Oxford Brookes are the defending champions, but the 2023 crew were the senior GB crew that went on to win the world championships last year. Their crew this year are all U23 world champions and are all doubling-up in the Brookes Grand Challenge Cup entry. The crew is Louis Nares, Jake Wincomb, Fergus Woolnough and Toby Lassen. They all have Henley wins to their credit. Wincomb won the Ladies Plate last year and also the Temple in 2022. Lassen was also in the 2022 Temple crew and last year won the Visitors’. Nares won the Prince Albert in 2022 and, last year, he and Woolnough were in the Temple Challenge Cup-winning boat. This season, as part of the Brookes first eight, they raced at the Holland Beker and returned with a famous victory over the Dutch Olympic men’s crew, whilst also setting a club record in the process (a blisteringly quick 5:29). Nares and Wincomb made their senior international debuts at the Poznan World Rowing Cup where they finished in a very respectable fifth in the pair. They are all still U23-eligible so will definitely be names to watch for the LA Olympiad.
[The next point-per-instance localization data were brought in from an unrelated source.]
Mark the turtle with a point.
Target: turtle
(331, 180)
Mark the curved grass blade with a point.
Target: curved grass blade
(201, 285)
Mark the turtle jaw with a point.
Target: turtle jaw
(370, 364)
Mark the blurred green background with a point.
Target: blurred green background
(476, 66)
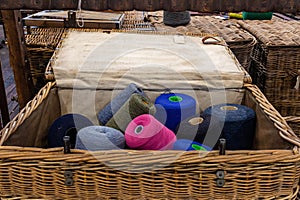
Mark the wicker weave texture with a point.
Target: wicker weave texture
(275, 62)
(124, 174)
(128, 175)
(134, 20)
(240, 41)
(41, 44)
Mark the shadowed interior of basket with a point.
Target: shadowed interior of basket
(33, 131)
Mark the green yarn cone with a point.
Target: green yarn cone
(137, 105)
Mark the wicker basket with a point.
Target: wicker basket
(126, 174)
(134, 20)
(41, 44)
(294, 122)
(240, 41)
(275, 62)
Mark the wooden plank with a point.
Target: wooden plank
(3, 100)
(17, 51)
(60, 19)
(283, 6)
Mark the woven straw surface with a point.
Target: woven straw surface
(124, 174)
(240, 41)
(275, 62)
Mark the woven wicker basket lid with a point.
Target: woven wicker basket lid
(275, 32)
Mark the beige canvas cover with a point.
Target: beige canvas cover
(98, 60)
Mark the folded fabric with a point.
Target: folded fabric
(117, 102)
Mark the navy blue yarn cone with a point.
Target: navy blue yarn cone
(189, 145)
(239, 124)
(111, 108)
(96, 138)
(66, 125)
(172, 108)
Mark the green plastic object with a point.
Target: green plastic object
(257, 15)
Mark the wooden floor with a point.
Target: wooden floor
(8, 79)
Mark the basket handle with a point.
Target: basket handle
(11, 127)
(293, 119)
(213, 40)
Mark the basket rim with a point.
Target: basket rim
(285, 131)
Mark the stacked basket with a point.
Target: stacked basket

Facing Brookes is Leander Club. They have Matt Rowe, Sam Bannister, Dan Graham and Douwe De Graaf. These two crews know each other extremely well as both Rowe and Bannister have Henley medals racing for Brookes plus Bannister was a crewmate of Wincomb’s in the Ladies Plate-winning crew last year. He also has a win in this event, racing for Brookes in 2021. Matt Rowe won his Henley medal with the 2021 Brookes Ladies Plate crew. Dan Graham won the Ladies Plate in 2022 and made his senior international debut in 2023 when he and Bannister rowed in the GB four that finished fourth at the final World Rowing Cup. Douwe de Graaf was part of the outstanding 2018 St Paul’s School crew that won the Princess Elizabeth. He then went to Harvard and raced in the their first Varsity. He is a two-time U23 world champion. This crew were selected to race for GB at the final World Rowing Cup of this season, winning bronze behind the New Zealand and Australian Olympic crews.

Prediction

As always with a race between Britain’s two premier clubs, there should be a lot of fireworks especially given that these two crews know each other very well and have rowed together over the years. Leander look to have the edge; they competed as a unit for Great Britain at the World Rowing Cup, but there’s something about Henley that brings out the best in Brookes. This could be an absolute classic, but I’m going for the Pink palace to get one over their fierce rivals.